My exit across the park would have been more dignified if I hadn’t stepped in a big pile of dog poop. But considering my line of work, what was one more dropping here or there?
Chapter Four
Unfortunately, the zoo’s administrative offices were closed, and since I didn’t have the director’s home number, Lucy would stay in the holding pen for one more night. Having done everything possible, I dressed for my mother’s Let’s-Find-Teddy-A-New-Husband Party and made the short drive from the Merilee to Old Town.

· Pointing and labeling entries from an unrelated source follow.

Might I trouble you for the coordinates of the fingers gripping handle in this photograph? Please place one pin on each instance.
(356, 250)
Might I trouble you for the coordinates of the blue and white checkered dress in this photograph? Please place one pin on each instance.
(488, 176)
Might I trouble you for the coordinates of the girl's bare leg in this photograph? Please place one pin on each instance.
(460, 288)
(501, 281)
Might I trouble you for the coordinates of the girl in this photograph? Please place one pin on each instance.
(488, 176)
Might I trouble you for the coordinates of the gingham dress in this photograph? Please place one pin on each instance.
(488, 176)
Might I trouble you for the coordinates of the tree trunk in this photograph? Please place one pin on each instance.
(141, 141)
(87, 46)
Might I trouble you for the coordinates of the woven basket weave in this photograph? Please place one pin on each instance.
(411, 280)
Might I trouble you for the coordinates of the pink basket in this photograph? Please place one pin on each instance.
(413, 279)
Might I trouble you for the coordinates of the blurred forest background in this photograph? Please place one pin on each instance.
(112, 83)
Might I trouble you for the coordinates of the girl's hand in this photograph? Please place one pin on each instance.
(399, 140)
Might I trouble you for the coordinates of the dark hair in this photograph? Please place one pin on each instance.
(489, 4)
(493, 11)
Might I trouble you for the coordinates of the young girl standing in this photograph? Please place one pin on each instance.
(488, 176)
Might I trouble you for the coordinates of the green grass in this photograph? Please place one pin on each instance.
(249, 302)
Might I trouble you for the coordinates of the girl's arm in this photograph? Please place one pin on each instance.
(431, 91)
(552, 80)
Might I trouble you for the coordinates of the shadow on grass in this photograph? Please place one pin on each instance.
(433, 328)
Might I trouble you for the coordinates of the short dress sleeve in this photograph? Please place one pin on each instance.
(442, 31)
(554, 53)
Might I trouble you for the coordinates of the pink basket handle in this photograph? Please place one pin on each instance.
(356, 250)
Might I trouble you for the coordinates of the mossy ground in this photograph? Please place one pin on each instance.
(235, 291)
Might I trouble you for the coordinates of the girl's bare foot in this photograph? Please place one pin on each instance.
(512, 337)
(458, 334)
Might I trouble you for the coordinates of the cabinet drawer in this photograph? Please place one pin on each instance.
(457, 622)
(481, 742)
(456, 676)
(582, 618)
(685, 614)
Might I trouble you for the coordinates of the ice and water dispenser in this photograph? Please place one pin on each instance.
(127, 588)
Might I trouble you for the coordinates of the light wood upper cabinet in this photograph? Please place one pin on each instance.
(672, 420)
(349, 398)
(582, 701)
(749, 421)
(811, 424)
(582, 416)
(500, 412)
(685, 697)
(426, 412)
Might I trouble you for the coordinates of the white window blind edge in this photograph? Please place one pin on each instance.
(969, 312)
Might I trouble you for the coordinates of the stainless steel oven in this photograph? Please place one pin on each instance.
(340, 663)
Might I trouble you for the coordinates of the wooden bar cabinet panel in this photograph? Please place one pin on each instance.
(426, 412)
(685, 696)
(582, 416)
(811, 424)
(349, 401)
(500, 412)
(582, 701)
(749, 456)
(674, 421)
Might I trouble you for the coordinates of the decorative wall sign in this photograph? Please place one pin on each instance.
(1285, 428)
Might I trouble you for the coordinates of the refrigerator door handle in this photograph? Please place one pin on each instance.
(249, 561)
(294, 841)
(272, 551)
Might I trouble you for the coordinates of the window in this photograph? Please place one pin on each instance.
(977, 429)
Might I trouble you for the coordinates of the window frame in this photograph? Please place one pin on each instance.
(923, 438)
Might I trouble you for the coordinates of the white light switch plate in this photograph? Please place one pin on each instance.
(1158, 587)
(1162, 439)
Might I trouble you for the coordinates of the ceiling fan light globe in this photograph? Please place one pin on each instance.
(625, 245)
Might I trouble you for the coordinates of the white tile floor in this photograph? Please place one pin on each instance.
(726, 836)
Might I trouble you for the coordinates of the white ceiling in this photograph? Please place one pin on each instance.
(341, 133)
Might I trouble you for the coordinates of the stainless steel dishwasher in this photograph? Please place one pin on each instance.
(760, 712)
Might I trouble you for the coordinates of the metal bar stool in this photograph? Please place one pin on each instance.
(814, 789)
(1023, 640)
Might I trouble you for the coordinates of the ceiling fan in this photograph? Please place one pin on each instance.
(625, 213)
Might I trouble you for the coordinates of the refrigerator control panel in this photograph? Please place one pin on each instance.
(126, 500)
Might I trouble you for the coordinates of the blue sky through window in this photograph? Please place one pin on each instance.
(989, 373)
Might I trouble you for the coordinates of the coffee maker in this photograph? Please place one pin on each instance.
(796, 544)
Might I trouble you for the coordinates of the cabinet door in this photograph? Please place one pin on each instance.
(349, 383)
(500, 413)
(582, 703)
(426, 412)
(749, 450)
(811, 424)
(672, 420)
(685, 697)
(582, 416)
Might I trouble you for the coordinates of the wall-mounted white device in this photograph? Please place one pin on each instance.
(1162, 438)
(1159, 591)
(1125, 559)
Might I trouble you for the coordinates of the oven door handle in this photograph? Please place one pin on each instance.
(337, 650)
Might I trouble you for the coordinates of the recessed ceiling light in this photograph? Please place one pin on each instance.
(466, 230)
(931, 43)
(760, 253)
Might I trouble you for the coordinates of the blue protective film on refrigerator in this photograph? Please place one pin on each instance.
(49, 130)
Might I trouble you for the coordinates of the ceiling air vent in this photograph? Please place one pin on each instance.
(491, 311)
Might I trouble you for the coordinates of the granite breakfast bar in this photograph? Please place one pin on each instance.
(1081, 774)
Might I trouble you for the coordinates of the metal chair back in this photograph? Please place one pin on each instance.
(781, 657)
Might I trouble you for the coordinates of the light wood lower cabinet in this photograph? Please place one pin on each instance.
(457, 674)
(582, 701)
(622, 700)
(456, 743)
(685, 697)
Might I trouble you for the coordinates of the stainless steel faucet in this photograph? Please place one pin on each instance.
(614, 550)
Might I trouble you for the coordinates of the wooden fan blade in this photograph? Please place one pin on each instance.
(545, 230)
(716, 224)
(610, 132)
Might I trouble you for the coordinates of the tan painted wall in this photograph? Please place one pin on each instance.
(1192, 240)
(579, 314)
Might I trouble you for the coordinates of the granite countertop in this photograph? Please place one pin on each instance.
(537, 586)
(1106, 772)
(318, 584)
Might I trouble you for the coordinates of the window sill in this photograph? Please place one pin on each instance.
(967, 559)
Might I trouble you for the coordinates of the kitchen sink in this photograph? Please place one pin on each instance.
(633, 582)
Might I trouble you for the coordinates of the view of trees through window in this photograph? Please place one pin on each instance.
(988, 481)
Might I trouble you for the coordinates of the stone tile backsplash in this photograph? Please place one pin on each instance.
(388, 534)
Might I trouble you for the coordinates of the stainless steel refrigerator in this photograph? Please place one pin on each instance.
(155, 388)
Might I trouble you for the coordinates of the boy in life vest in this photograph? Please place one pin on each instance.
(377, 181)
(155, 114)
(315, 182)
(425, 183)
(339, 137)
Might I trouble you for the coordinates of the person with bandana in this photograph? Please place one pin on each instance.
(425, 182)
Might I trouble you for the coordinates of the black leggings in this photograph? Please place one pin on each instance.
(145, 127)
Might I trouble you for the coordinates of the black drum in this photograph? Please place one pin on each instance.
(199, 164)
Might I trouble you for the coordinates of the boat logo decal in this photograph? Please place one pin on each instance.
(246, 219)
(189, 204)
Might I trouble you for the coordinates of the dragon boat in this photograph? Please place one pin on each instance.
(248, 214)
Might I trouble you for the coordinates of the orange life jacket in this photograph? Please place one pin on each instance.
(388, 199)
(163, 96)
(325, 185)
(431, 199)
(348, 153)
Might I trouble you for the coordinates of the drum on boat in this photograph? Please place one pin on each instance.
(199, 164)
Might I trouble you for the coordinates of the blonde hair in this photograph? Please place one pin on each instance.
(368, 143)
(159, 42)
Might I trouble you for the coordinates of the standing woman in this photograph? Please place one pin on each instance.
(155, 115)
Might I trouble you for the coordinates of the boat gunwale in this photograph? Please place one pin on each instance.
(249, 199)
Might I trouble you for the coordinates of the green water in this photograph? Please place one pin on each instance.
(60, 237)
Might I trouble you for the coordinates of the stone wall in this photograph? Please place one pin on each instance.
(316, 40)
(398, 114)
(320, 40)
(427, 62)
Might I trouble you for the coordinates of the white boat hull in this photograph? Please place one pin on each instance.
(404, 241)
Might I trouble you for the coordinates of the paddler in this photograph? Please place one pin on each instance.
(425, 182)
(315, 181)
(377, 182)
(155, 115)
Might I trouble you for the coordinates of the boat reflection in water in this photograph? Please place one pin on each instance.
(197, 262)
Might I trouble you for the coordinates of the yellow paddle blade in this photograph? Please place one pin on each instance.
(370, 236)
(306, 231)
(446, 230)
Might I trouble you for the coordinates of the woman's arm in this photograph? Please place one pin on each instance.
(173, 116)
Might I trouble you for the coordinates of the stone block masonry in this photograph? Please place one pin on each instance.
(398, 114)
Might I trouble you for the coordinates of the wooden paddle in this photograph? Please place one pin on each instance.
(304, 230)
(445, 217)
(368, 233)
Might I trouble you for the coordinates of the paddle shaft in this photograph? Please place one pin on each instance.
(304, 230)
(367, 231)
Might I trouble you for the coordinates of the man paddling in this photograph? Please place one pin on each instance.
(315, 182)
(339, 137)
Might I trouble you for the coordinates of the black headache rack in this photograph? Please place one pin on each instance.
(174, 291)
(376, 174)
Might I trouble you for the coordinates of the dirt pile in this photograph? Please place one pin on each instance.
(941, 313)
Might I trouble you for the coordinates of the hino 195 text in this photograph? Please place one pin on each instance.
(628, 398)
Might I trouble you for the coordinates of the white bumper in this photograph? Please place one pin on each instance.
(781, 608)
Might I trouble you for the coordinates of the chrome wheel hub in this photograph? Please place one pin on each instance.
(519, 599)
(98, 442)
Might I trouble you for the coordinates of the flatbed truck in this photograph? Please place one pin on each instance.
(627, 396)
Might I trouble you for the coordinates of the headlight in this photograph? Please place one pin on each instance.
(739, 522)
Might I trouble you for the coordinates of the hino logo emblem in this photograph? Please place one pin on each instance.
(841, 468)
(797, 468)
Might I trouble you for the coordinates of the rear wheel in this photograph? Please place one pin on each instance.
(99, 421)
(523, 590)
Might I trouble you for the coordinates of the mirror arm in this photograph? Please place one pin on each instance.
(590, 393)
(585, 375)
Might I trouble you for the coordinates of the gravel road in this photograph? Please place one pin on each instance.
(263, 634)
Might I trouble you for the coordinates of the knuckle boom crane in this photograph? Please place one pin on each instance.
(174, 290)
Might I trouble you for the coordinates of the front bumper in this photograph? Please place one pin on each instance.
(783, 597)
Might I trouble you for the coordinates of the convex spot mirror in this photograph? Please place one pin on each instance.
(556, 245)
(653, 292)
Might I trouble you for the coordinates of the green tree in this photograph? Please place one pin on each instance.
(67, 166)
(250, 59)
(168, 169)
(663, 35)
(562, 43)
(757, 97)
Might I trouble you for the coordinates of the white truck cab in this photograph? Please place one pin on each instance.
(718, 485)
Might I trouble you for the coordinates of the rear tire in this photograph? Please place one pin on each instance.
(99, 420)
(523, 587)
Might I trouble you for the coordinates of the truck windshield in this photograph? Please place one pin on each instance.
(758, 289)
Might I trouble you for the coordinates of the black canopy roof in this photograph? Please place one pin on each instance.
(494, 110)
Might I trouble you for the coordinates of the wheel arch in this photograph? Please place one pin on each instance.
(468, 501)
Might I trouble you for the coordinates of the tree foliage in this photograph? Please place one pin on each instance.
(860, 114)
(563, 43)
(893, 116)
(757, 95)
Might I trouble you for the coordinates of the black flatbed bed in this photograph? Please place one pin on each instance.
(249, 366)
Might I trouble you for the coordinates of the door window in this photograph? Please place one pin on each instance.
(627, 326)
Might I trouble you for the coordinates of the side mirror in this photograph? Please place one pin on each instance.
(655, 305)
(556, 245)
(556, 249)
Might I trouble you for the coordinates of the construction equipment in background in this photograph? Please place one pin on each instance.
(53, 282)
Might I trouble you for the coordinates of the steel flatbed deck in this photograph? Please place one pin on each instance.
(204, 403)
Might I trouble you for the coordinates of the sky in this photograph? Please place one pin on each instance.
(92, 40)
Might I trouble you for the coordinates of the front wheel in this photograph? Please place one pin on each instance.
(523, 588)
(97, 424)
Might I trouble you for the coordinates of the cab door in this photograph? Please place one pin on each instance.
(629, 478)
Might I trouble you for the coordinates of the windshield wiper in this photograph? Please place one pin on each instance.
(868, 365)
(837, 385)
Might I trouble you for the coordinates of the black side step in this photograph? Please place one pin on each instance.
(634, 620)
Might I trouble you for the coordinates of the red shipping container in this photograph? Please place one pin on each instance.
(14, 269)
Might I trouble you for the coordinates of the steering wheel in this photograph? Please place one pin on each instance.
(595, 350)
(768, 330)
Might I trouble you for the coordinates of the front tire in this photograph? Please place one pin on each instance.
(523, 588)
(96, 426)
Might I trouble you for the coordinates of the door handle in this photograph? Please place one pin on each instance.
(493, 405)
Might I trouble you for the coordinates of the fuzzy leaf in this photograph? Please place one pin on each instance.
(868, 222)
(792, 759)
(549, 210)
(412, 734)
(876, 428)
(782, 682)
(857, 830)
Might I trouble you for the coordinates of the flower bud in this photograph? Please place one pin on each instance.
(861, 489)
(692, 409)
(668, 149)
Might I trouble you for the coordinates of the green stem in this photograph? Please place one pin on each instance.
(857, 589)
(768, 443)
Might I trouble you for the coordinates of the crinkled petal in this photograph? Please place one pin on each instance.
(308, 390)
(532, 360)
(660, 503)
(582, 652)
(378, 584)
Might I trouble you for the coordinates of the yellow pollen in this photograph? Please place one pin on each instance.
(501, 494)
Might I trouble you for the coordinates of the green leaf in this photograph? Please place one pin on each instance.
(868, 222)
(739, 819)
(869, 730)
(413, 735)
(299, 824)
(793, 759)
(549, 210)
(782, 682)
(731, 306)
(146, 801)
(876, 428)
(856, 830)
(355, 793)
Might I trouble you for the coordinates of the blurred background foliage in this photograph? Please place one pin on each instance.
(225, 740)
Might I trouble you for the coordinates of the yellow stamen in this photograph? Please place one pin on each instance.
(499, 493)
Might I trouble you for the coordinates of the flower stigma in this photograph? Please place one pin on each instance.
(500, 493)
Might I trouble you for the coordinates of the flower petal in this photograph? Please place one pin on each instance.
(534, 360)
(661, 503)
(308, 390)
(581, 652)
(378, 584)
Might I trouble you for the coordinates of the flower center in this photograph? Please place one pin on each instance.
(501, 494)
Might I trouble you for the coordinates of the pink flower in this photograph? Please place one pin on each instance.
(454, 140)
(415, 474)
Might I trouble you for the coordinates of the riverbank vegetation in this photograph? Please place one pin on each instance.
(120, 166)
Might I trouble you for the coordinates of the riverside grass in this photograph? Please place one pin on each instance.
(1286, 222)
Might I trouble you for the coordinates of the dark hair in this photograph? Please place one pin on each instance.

Old Town crests a hill overlooking Gunn Landing Harbor, where Gunns, Bentleys, Pipers—Mother’s kin—and a scattering of new people lived in too-large houses built in an era when household help was cheap.
Our own place is a Greek Revival topped
off by a cube-like cupola where six generations of Bentleys have enjoyed the ocean view. At eighteen rooms, the house dwarfed its single inhabitant, but if Caro sold it and bought something more manageable, where would she put her Victorian sofas, American Empire tables, or Renaissance Revival poster bed? I could hardly see her living in some small condo. The lack of elbow room would make her nuttier than she already was.
Wearing the chartreuse-and-turquoise Donna Karan, my mother greeted my aged Dior with a frown, then force-marched me up the stairs to her bedroom suite, where the same dress as hers, only in yellow and orange, hung from a padded hanger. Once I slipped into it, I resembled a traffic light.